I first realized that I was a multiracial person in kindergarten. When my mother came to eat lunch with me one day at school, her presence bewildered some of the other children. Many asked me afterwards if I was adopted. One even followed up the question with a matter-of-fact declaration: “You look nothing like your mom.” How does this blonde-haired, light-eyed, fair-skinned child belong to this Black woman? She was frequently mistaken for the nanny, given countless double takes and stare downs. As I grew older, I began to search for a tangible sense of identity. When I heard a story about my mother’s great-grandfather from Haiti, my young mind fashioned herself a Frenchman. It was not until much later that I understood the terrible irony of this “adoption.”

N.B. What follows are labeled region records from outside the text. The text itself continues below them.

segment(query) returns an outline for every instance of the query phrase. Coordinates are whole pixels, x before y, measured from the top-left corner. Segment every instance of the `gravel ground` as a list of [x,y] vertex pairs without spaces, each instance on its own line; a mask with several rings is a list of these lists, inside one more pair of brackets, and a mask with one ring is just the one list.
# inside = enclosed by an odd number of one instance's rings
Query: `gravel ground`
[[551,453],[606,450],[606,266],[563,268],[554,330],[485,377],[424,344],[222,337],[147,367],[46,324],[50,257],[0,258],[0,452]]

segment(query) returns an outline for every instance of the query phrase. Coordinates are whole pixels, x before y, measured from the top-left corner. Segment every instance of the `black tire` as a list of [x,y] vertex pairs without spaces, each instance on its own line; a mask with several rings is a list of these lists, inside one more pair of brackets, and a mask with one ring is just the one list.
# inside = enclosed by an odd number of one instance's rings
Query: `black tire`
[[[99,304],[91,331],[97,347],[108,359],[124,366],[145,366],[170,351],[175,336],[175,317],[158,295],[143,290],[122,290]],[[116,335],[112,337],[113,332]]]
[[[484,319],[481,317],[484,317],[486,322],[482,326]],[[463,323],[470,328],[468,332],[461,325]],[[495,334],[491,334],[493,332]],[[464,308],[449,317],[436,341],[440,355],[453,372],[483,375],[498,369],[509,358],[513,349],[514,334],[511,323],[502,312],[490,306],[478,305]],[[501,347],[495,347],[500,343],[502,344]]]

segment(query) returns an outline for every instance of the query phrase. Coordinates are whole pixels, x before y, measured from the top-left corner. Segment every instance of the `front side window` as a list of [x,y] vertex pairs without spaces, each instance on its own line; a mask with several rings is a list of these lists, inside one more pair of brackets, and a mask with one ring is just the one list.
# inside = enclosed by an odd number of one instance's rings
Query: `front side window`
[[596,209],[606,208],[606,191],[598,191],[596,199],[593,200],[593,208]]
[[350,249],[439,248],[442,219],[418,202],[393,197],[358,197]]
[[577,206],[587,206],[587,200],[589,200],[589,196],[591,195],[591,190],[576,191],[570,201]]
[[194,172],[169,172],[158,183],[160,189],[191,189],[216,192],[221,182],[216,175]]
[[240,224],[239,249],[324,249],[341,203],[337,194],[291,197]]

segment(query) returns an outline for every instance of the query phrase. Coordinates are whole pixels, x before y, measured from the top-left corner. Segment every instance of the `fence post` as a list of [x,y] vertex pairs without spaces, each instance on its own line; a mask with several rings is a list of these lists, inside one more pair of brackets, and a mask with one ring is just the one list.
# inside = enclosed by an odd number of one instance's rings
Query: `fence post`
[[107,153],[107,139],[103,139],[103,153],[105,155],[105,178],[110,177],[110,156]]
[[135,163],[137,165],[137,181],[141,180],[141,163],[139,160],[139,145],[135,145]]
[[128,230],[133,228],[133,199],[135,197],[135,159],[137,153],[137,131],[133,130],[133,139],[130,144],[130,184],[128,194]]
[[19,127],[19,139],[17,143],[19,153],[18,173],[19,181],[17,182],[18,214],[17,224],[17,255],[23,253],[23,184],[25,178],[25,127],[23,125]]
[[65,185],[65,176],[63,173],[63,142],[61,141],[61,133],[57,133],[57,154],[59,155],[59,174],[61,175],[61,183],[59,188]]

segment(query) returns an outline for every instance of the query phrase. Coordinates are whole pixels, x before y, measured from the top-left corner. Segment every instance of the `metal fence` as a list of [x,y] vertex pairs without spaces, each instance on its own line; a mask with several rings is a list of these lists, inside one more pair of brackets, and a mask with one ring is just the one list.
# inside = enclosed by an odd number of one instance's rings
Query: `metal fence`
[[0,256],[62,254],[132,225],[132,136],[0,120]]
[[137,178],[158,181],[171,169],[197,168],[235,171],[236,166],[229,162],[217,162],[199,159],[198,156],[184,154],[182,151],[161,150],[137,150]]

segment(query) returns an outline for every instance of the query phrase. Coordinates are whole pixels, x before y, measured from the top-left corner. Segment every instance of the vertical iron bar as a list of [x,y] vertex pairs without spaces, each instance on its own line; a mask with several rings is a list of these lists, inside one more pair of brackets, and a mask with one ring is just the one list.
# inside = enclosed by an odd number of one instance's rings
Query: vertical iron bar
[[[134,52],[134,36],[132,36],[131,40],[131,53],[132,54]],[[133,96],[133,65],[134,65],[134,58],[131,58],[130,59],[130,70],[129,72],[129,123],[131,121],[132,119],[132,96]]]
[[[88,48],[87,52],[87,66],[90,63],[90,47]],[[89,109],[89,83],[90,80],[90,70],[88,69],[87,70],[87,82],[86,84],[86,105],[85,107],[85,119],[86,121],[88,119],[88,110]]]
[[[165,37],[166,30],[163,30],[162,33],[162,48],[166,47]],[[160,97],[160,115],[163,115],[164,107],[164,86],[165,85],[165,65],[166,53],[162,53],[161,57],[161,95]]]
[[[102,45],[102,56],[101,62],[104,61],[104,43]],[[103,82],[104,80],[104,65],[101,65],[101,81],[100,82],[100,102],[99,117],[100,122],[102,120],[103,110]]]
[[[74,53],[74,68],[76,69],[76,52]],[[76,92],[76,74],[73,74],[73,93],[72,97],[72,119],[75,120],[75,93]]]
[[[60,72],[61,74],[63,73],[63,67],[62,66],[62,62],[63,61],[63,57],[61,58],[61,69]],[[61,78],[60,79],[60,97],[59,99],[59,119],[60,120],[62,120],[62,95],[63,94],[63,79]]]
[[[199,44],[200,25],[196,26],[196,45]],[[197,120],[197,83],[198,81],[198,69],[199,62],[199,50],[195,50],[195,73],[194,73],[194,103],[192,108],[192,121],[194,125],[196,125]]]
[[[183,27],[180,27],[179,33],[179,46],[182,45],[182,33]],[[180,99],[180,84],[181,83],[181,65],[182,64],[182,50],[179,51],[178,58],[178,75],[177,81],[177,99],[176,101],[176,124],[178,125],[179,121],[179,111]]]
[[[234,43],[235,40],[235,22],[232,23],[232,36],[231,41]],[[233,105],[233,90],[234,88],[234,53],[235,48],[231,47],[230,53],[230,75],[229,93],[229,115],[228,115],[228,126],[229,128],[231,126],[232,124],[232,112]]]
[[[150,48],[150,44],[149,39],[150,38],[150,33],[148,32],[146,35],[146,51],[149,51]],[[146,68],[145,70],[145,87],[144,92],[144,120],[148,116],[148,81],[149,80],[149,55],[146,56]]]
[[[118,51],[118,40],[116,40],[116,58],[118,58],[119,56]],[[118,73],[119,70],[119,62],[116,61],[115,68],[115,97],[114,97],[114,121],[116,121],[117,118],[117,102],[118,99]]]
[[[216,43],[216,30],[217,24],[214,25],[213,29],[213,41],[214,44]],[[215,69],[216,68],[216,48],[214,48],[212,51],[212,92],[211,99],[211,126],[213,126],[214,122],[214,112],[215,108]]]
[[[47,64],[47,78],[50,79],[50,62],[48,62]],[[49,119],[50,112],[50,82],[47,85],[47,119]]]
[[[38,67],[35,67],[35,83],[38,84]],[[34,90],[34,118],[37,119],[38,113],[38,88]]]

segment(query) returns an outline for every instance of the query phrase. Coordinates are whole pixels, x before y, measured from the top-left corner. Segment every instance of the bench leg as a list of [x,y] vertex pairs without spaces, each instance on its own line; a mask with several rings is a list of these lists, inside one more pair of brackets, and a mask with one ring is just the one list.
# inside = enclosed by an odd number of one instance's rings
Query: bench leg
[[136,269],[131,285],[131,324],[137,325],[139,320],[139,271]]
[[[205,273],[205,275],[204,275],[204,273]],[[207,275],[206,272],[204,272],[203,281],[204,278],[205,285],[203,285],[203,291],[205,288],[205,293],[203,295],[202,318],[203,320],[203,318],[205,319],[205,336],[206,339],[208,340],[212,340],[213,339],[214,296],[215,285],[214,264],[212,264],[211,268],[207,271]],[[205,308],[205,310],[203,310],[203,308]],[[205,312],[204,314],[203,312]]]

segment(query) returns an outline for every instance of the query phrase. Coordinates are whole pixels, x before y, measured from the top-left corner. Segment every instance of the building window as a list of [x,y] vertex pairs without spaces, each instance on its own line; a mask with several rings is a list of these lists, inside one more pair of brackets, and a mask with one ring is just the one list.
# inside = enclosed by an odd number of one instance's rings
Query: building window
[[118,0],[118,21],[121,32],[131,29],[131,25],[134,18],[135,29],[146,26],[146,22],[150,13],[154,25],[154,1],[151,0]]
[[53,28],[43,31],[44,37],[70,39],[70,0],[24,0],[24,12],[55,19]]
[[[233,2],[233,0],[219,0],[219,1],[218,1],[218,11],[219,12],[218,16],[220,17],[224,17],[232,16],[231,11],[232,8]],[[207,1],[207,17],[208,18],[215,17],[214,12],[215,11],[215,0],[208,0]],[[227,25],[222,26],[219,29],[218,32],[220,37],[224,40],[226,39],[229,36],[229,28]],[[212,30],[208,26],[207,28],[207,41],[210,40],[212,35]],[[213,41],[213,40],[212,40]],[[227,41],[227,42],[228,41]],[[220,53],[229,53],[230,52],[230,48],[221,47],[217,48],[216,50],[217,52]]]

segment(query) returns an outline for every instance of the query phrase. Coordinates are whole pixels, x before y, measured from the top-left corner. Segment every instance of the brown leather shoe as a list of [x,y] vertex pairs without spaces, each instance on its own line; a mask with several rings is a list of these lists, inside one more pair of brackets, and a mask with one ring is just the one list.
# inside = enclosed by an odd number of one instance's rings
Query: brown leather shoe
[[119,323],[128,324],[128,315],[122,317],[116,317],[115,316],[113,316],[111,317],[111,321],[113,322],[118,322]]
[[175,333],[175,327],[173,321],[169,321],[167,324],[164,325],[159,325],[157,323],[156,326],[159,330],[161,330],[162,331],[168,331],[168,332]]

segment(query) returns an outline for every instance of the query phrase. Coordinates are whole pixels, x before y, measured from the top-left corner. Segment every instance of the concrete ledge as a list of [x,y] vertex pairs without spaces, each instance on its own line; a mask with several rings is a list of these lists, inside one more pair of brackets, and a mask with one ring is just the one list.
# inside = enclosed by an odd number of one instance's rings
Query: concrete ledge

My undergraduate work in French led me to the poem “Un coup de dés jamais n'abolira le hasard” (“A Throw of the Dice Will Never Abolish Chance”) by the French symbolist poet Stéphane Mallarmé. Its strange spacing, varied typefaces, and resistance to meaning drew me in like nothing I had ever read before. As I struggled to articulate the “searching” theme for this issue of Symposeum, Mallarmé’s poem called to me again, its black and white imagery more vivid than ever before. The idea that my mother never imagined me as I am—in this pale yellow body—collided with the shipwrecks in Mallarmé’s verse.
Inspired by the Belgian artist Marcel Broodthaers—who reimaged Un coup de dés in a purely visual manner, blacking out its words as if they were censored—I reconceived Mallarmé’s piece as an erasure poem. Instead of Broodthaers’ black bars, I created white rectangles with black outlines, working digitally on a PDF of Basil Cleveland’s English translation of the poem. The poem’s quadrants, drawn from Cleveland's formatting, cradle my archipelagoes of empty space, the remaining text like shards of silence. Who I am and where I belong within the Black community as a white-passing person are questions without concrete answers, the title of the poem “Jamais” (“Never”) signifying this dilemma. However, in this never-ending search, I find comfort in the fact that I am not less than because I exist in between.